For the most part the Issaquah School District passed. However as a district, it did not pass in:

• Elementary special education reading

• Elementary special education math

• Elementary low income reading

• Middle school special education reading

• Middle school special education math

• Middle school Hispanic math

• Low income math.

Issaquah Valley Elementary School did not pass AYP in low income reading, although district officials are appealing that result.

Liberty High School did not pass AYP in special education reading, special education math or Asian participation, although the district is appealing the latter.

None of the four middle schools made AYP.

Beaver Lake Middle School and Pine Lake Middle School did not pass in special education reading or special education math. Issaquah Middle School did not pass in special education reading, special education math or low income math. Maywood Middle School did not meet AYP in the special education and low income math.

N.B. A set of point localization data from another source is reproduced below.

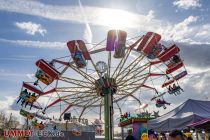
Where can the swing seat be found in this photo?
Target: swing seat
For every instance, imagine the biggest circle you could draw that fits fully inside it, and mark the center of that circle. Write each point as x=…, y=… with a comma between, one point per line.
x=32, y=99
x=79, y=52
x=116, y=40
x=174, y=68
x=156, y=50
x=169, y=53
x=79, y=60
x=148, y=42
x=45, y=78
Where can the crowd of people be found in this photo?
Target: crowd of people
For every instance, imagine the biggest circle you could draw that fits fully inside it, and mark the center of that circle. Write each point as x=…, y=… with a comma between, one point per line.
x=173, y=135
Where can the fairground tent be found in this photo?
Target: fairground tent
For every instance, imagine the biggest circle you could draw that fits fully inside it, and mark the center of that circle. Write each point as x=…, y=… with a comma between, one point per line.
x=185, y=114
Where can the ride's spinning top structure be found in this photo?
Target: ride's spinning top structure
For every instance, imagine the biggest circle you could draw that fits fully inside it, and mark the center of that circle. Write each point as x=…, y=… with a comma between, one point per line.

Tiger Mountain High School did not meet AYP for the second year in a row due to the graduation requirement cell, however Tiger Mountain is not an Title 1 school so there are no sanctions.

Statewide, only one district with 2,000 or more students met AYP this year. The more students, the more difficult it is to achieve AYP, Niegowski said.

Many of the largest schools have already gone into the “Improvement” stage. Of the 10 largest school districts in the state only Lake Washington and Puyallup are not entering “Improvement.”

Lake Washington, the sixth-largest district in the state, does have four schools that are entering “Improvement” this year. Only one, John Muir Elementary School, is Title 1 and thus faces consequences. The other schools, BEST High School, Kirkland Junior High and Kamiakin Junior High are on “Improvement” status but don’t have any consequences, similar to Tiger Mountain.

In Muir Elementary limited English students did not meet AYP in reading and math, and low income students did not meet AYP in math. Kirkland Junior High did not meet the target in special education for reading and math. BEST did not have enough students taking the WASL, so the school missed on the participation cell and Kamiakin Junior High did not meet AYP for special education students, Hispanic students and low income students for reading and math.

Lake Washington’s Community School is in step 3 of “Improvement” because too few students took the WASL. Parents at the choice school have stated that they don’t approve of standardized testing. However, the Community School does not receive Title 1 funding and does not face any consequences.

Speaking of all school districts, Sharon Manion, director of Assessment for ISD, said, “We’re not failing schools. … They are doing great things on a daily basis. We’re not making AYP, but we are not a failing school.”